Ao associar essas estruturas durante a leitura dos poemas, os alunos
reconheceram no processo de formação o sentido global do texto e também
fizeram leitura a partir do seu contexto, do seu conhecimento do mundo e aos
poucos foram se apropriando da poesia e enriquecendo a sua vida através do
olhar do poeta. Para a finalização do projeto, com o objetivo de desenvolver as
habilidades psíquicas, motoras, sociais e lingüísticas dos alunos, foi realizado
um Sarau com a presença de pais, professores e comunidade escolar. Uma
aluna iniciou o sarau apresentando o poema Convite, de José Paulo Paes,
convidando todos os presentes a entrar no mundo do texto poético, . A seguir,
três alunos fizeram a dramatização do poema O leão de Vinícius de Moraes,
com auxílio de fantoches. O poema Baile no sereno, de Ruth Rocha, foi
declamado por outra aluna, os Balõezinhos, de Manuel Bandeira, por outra
aluna que encantou a todos por sua expressividade. Parlendas, Atirei o pau do
gato e o poema A Formiga, de Vinícius de Moraes, foram recitados por três
alunos, respectivamente. História Embrulhada foi recitado por outro aluno.

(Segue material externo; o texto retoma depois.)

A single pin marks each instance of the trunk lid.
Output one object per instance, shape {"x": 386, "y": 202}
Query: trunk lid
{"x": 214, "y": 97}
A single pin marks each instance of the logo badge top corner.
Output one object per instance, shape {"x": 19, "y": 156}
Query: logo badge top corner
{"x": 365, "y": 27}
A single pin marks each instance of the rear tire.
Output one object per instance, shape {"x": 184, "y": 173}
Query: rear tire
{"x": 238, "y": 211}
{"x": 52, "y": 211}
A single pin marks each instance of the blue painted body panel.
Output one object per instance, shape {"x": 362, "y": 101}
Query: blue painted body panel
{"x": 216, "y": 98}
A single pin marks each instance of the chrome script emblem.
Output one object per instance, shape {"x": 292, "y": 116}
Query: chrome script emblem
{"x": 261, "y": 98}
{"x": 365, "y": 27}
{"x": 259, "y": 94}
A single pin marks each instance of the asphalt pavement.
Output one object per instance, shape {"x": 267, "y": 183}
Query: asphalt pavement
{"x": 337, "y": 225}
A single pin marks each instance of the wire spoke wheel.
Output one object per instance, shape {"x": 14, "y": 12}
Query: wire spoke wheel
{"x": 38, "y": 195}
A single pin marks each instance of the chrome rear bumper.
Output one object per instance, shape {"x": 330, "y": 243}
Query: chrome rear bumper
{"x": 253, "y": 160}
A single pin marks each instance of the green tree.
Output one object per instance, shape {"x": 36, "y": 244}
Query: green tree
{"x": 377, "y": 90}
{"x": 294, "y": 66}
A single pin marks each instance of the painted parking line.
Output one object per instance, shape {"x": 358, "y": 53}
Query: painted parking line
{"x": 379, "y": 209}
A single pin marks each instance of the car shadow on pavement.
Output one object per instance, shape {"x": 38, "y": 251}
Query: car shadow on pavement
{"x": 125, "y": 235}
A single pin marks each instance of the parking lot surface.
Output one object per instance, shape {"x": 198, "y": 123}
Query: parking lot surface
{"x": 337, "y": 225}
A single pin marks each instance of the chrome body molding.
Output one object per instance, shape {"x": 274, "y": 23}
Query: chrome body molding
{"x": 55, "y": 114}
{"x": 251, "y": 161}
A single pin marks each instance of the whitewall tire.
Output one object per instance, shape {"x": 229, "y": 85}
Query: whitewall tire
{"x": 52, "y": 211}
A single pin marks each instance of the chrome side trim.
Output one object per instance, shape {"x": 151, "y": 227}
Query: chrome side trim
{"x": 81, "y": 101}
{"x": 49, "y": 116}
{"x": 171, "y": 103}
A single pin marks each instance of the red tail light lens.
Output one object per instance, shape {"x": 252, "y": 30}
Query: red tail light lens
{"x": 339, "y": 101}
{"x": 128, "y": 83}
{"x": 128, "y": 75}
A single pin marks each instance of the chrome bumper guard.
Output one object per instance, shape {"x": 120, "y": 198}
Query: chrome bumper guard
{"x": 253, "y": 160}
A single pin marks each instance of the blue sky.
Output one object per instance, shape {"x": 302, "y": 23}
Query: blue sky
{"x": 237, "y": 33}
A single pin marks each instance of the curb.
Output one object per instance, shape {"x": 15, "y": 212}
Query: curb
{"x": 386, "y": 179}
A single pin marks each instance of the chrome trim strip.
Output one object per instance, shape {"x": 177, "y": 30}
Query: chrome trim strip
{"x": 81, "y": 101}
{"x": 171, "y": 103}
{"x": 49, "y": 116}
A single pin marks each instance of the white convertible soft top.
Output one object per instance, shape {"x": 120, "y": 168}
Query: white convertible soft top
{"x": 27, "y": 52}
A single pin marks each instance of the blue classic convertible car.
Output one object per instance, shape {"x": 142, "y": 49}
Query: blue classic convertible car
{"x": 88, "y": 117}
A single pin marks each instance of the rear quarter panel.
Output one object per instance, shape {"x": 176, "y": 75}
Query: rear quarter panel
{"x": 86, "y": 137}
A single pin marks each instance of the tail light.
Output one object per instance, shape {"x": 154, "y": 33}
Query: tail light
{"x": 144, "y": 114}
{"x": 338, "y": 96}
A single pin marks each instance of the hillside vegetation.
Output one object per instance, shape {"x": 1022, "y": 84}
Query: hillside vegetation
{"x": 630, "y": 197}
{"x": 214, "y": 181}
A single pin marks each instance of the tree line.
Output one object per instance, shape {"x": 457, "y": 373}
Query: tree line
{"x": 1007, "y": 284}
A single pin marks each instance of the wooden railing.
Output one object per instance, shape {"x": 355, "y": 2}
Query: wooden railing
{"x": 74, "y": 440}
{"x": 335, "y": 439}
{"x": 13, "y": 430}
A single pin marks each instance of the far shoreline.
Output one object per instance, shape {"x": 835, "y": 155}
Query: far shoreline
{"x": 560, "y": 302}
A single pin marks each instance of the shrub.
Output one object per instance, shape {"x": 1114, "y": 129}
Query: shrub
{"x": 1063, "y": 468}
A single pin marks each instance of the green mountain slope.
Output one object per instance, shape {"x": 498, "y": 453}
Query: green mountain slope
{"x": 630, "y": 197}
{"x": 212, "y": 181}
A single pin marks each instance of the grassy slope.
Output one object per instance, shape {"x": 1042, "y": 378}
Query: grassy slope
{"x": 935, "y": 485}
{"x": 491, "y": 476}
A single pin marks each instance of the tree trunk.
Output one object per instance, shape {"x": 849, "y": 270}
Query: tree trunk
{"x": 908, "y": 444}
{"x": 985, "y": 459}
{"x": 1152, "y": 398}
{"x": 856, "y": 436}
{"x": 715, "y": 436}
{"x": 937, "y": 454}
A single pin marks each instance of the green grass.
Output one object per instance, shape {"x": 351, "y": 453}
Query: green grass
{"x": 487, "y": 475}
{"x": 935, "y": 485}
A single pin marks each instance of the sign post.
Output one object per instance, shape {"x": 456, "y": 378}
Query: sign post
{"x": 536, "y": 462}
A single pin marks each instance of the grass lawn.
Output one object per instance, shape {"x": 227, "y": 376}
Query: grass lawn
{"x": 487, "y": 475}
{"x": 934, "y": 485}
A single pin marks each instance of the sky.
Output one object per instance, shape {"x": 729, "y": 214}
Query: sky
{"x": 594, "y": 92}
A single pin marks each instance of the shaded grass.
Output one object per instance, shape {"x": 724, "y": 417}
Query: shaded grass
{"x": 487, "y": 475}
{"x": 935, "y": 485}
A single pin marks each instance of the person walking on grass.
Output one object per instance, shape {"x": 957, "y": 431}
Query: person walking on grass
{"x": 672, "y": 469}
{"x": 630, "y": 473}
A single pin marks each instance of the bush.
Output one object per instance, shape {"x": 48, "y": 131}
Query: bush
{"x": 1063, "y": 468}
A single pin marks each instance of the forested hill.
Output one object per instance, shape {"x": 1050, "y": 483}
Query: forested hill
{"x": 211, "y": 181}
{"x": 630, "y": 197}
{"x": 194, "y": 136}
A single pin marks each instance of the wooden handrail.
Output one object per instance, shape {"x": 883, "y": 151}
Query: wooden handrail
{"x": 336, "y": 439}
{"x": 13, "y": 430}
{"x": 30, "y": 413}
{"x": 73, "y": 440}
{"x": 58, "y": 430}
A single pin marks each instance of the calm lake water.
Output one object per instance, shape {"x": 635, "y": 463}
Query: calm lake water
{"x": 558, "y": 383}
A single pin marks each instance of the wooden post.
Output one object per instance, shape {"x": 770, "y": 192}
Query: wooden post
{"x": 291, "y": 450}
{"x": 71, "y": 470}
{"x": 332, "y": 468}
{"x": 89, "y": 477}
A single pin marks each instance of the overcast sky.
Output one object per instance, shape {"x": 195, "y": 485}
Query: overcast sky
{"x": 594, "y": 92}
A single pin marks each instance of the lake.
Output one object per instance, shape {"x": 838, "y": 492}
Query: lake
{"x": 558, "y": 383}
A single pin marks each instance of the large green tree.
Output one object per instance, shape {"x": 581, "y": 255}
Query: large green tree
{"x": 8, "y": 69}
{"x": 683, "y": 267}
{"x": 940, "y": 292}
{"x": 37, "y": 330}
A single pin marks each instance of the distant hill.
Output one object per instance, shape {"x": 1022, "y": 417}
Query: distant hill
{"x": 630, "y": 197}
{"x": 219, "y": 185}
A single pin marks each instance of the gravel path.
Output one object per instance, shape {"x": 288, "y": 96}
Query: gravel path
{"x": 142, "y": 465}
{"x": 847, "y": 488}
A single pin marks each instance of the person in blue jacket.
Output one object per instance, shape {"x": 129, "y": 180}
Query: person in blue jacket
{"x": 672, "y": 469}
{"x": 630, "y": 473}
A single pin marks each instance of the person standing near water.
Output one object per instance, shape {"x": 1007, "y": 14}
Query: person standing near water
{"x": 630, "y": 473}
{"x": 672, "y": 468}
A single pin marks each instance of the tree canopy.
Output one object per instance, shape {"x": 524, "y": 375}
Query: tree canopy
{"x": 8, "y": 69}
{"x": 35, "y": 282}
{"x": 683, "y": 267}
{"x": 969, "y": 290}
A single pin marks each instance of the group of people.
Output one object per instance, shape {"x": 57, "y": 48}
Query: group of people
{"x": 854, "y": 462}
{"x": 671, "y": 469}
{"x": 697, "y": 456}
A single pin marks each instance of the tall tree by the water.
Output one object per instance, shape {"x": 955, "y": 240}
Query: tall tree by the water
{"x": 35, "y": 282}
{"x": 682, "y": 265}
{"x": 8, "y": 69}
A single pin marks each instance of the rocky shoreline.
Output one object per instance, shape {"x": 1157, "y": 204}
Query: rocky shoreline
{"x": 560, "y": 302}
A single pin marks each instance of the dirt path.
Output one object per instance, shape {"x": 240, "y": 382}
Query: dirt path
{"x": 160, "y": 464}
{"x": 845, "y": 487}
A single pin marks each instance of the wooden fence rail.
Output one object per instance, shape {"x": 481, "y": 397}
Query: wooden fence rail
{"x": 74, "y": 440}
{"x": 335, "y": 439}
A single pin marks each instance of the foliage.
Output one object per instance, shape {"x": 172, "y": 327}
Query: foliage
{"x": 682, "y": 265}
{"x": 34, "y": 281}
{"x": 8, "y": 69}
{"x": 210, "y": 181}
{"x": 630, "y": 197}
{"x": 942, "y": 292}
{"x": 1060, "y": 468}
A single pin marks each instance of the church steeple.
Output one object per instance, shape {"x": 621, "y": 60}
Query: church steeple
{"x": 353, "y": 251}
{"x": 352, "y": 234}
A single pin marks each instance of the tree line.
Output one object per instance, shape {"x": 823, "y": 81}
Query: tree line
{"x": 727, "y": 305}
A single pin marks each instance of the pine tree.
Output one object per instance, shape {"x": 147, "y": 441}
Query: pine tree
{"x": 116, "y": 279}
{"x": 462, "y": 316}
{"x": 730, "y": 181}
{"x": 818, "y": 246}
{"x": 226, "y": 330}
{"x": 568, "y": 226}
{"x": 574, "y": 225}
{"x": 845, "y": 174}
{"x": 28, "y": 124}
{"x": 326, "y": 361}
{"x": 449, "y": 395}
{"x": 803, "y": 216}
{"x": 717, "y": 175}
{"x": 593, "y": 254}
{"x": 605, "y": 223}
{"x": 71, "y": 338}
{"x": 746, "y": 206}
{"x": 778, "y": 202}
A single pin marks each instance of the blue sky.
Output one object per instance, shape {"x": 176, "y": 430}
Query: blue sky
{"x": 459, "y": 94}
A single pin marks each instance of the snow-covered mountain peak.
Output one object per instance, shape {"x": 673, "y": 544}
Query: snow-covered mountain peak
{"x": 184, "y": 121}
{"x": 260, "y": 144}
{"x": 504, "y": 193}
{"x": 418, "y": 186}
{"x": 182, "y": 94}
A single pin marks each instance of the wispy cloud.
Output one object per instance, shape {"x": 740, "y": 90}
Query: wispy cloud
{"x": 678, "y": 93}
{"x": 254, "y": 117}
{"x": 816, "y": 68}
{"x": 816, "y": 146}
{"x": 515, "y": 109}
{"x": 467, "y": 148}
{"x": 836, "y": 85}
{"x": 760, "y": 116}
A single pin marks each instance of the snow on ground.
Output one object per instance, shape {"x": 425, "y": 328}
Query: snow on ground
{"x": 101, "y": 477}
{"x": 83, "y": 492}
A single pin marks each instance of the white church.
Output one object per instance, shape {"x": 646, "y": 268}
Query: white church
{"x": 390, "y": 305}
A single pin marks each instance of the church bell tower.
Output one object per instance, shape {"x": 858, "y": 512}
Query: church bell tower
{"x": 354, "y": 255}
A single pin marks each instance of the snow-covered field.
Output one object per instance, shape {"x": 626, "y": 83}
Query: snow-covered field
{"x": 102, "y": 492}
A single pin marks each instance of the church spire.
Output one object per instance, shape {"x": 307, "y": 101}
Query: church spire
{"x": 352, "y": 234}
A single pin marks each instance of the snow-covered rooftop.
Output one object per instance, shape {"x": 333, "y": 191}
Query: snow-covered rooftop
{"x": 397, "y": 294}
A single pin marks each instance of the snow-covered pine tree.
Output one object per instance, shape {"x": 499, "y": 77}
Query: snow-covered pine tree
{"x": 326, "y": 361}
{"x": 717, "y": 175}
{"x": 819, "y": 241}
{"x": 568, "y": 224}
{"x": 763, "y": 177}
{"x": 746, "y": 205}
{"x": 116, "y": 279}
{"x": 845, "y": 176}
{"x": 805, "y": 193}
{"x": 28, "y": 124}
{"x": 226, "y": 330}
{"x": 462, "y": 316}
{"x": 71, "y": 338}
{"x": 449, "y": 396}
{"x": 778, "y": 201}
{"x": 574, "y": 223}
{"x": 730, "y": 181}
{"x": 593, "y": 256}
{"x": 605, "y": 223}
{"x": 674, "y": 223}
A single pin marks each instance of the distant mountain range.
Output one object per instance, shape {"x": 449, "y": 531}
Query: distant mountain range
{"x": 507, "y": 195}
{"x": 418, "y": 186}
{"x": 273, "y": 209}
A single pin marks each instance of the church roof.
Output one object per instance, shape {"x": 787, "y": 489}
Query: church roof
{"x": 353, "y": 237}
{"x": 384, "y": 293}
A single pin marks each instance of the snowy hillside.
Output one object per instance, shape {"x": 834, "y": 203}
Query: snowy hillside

Todos os alunos do 6º ano B fizeram a apresentação teatral do poema
narrativo O Rato e, para finalizar, todos cantaram a música do grupo musical
Palavra Cantada, Criança não trabalha. Ao final do Sarau foi servido um
coquetel para todos os presentes no evento.
Conclusão
Através dessas atividades, percebeu-se a necessidade de a escola
trabalhar o poema infantil, uma vez que se trata de gênero cuja recepção é
bastante prazerosa por parte dos alunos. Ao mesmo tempo, observou-se a
necessidade de uma abordagem dos textos poéticos, atentando-se para suas
características composicionais, uma vez que sem o conhecimento das
mesmas, os alunos podem encontrar muitas dificuldades para a compreensão
de poemas. Este gênero, assim, como os demais, podem ser mais bem
interpretados quando suas convenções particulares de escrita forem
conhecidas dos leitores. No caso dos poemas, é fundamental que sejam
trabalhados com os alunos, ainda que não se trate teoricamente os conceitos
de ritmo, rima, figuras de linguagem. O trabalho com estes aspectos do
discurso poético permitiram que aos alunos pudessem se apropriar da essência
da poesia, que é um modo de ver as coisas, numa visão que vai além do visível
e do aparente, para captar algo que não se mostra de imediato, mas que pode
ser essencial e formador.
Os poemas foram ensinados como uma resposta a uma necessidade do
aluno, um modo de viver, ver, sentir e experimentar o mundo e a cada
composição poética puderam refletir sobre quem somos, o que pensamos,
sentimos ou buscamos.
O trabalho com estes textos poéticos recuperou a gratuidade de sua
presença na sala de aula, por que fazem parte de nossa cultura e são
experiências variadas que o aluno construiu pela interferência dessa presença,
a sua leitura interpretativa.
As atividades realizadas nos mostraram que é possível ensinar poesia
na escola, no entanto, é necessário que o professor se interesse e queira
trabalhar o novo com empenho e dedicação em prol o aluno, assumir esse
desafio para melhorar a sua prática pedagógica. É muito importante incentivar
o conhecimento da literatura e a prática da leitura, levando o aluno a mergulhar
nesse maravilhoso mundo do poema como forma de entendê-lo, senti-lo, e
também de se expressar falando ao mundo do mundo e do seu próprio
universo.
A interação pela poesia, dessa forma, seria responsável pelo
desenvolvimento da capacidade linguística da criança e do adolescente, por
meio do acesso e familiaridade com a linguagem conativa e refinamento da
sensibilidade para a compreensão de si própria e do mundo, o que faz deste
tipo de linguagem uma ponte entre o indivíduo e a vida, uma vez que a escola
é um espaço privilegiado para efetuar práticas de letramento.